A UFF foi essencial, foi lá que eu me formei, conheci os amigos com quem trabalho hoje, consegui meu emprego. Então, ela foi essencial, tanto pra minha vida pessoal quanto profissional. Engraçado que, quando você está na faculdade, não percebe que tudo o que está aprendendo faz sentido.Agora que eu saí da faculdade, vejo que faz todo o sentido estudar Teoria da Comunicação [risos], faz todo sentido estudar o mínimo de Economia, Filosofia... A UFF tem essa coisa de fazer você pensar e isso é bom porque você se torna uma pessoa mais crítica e observa coisas que, às vezes, as pessoas não observam.
Em relação à minha vida profissional, eu fiz quatro estágios durante a faculdade e ser aluna da UFF é importante, não é a única coisa, mas realmente pesa no currículo. Todas essas experiências vão somando alguma coisa. E tudo isso sempre ligado à UFF porque foi lá que eu aprendi que a gente tem que fazer, que nada vai chegar ao seu colo sem você se esforçar.


"Agora que eu saí da faculdade, vejo que faz todo o sentido estudar Teoria da Comunicação [risos], faz todo sentido estudar o mínimo de Economia, Filosofia... A UFF tem essa coisa de fazer você pensar e isso é bom porque você se torna uma pessoa mais crítica e observa coisas que, às vezes, as pessoas não observam."

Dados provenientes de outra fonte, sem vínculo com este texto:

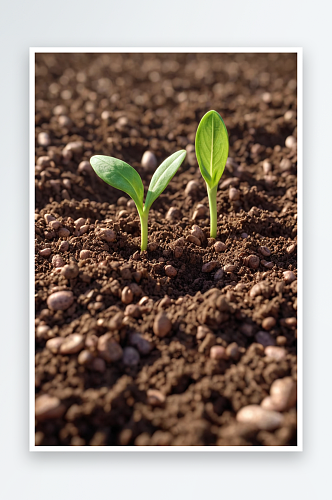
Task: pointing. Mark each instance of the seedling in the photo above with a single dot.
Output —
(211, 145)
(122, 176)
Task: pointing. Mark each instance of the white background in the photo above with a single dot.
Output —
(150, 475)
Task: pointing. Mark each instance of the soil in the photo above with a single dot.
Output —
(165, 390)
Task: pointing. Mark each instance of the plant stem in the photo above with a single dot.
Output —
(212, 194)
(144, 230)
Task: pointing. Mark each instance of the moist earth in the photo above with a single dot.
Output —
(192, 342)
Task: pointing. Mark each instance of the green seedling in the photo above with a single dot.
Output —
(122, 176)
(211, 145)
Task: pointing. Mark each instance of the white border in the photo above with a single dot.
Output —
(33, 51)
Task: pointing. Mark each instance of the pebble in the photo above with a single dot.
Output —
(162, 325)
(57, 261)
(63, 232)
(283, 393)
(44, 139)
(127, 295)
(85, 358)
(265, 251)
(209, 266)
(266, 420)
(219, 246)
(98, 365)
(46, 252)
(234, 194)
(60, 301)
(193, 239)
(130, 357)
(54, 344)
(218, 275)
(108, 235)
(275, 352)
(149, 161)
(192, 188)
(269, 323)
(70, 271)
(108, 349)
(170, 271)
(143, 345)
(218, 352)
(48, 408)
(173, 213)
(267, 167)
(290, 142)
(155, 397)
(85, 254)
(72, 344)
(289, 276)
(85, 166)
(232, 351)
(265, 338)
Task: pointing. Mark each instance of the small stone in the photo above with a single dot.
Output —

Se você fizesse uma lista sobre as contribuições positivas e negativas da UFF para sua vida profissional, quais seriam os principais tópicos?
De positivo, foi isso de me virar, de não parar no “não”, sempre melhorando para evoluir até chegar ao sim,. Nunca parar no primeiro não; essa coisa de correr atrás. De negativo, eu acho que se eu não tivesse me esforçado, eu não teria aprendido pela dificuldade técnica. Dificuldade acadêmica, eu acho que não tive muita, os professores sempre foram muito abertos e até hoje a gente mantém contato por Facebook, e-mail... Meu emprego na Cajá (anterior ao de trainee no Estadão) eu consegui através de um professor. Então isso é bem positivo.

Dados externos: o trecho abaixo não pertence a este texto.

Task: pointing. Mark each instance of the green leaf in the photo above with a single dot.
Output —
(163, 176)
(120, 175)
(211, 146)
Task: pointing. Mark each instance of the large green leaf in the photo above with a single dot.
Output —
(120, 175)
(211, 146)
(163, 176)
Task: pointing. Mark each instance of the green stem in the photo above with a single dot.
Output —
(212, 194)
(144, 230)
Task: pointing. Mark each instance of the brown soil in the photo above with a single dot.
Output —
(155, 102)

Como trabalho de conclusão de curso, você optou por realizar um projeto prático, a reportagem especial “Da África para o Brasil” sobre as experiências de imigrantes de regiões da África para o nosso país. Você pode falar um pouquinho sobre isso: o que motivou a escolha pela reportagem, pelo tema, já que é mais comum falar sobre brasileiros que vão para outros países, do que sobre estrangeiros vindo para o Brasil, e como foi o processo?
Bom, eu decidi fazer um projeto prático porque achei que ia ser mais fácil. Doce ilusão [risos]. E eu achei que uma reportagem ia ter duas vantagens: primeiramente eu poderia falar, porque quando você faz uma monografia, você tem que juntar pessoas pra dizer o que você quer dizer e na reportagem era eu falando, aquilo que eu colhi, essa foi a primeira coisa. E a segunda coisa foi que eu tava fazendo jornalismo, eu queria escrever, não queria fazer uma coisa quadrada, e aí eu fiquei pensando no tema. Eu fui fazer uma matéria para a editoria de internacional no JB. Foi uma época em que estava havendo muito problema na Europa em relação aos imigrantes, com muitos protestos dos europeus contra os imigrantes e dos imigrantes contra os europeus.

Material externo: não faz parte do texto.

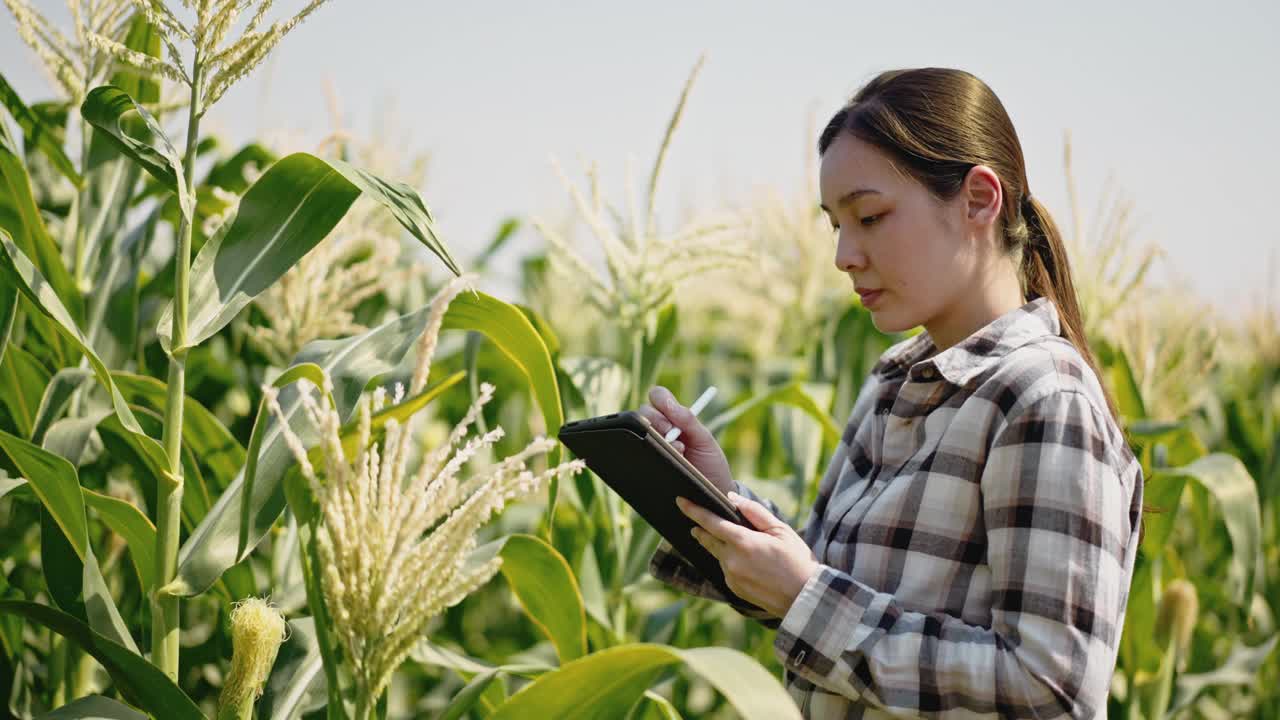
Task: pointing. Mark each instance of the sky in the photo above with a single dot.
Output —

"Bom, eu decidi fazer um projeto prático porque achei que ia ser mais fácil. Doce ilusão."


Eu entrevistei um professor de História Contemporânea que estava nos Estados Unidos e ele falou:  “Ah, o Brasil nunca vai entrar em uma comunidade como a União Europeia com africanos, porque a quantidade de gente que virá para o Brasil, se for uma comunidade de livre circulação de pessoas, será imensa. Muitos africanos virão pra cá, aí a gente vai ter problemas econômicos, sociais...”. Isso me deu um estalo. Fiquei me perguntando o porquê disso e decidi pesquisar. 
E aí comecei a conversar com as pessoas. Eu tenho uns amigos na UFRJ, lá eu conheci muita gente, selecionei alguns para a minha primeira parte. Eu me inseri no mundo deles. Eu ia aos eventos que eles organizavam, conversava com eles, nós nos tornamos amigos de verdade... Eu não queria que eles conversassem comigo como fariam com um estranho.

Como foi esse processo?
Outra coisa que eu queria fazer era contar histórias, eu queria deixar eles falarem, porque eu acho que muito mais interessante ler a história de um alguém contada por ele mesmo do que ler a história de um alguém com a visão de uma terceira pessoa que não sabe como foi aquilo. A monografia também tem brasileiros que se veem, ao mesmo tempo, como brasileiros e como africanos. Isso foi uma coisa que eu só descobri que seria interessante enquanto eu estava lá, fazendo. Então, mesmo tendo uma ideia do que eu queria fazer, eu tentei manter meu olhar aberto e eu acho que isso foi uma coisa bem legal.
As pessoas têm uma visão muito estereotipada (dos africanos), essa foi uma barreira que eu tive que quebrar também. Eles são pessoas normais, muito parecidas com a gente. Da mesma forma que a gente sai do Brasil para estudar nos Estados Unidos, eles saem de um país mais pobre para estudar no Brasil. O Brasil é o primo rico. Isso foi uma coisa que eu aprendi com eles. Eles não vivem na selva. [risos] Eles não saem correndo atrás de um leopardo e um leopardo atrás deles. Eles vivem nas mesmas condições que a gente. Eu conheci uma menina que ganhou uma moto quando passou no vestibular. É muito próximo da nossa realidade e eu tentei trazer isso. Mais do que uma “obrigação acadêmica”, foi uma experiência pessoal.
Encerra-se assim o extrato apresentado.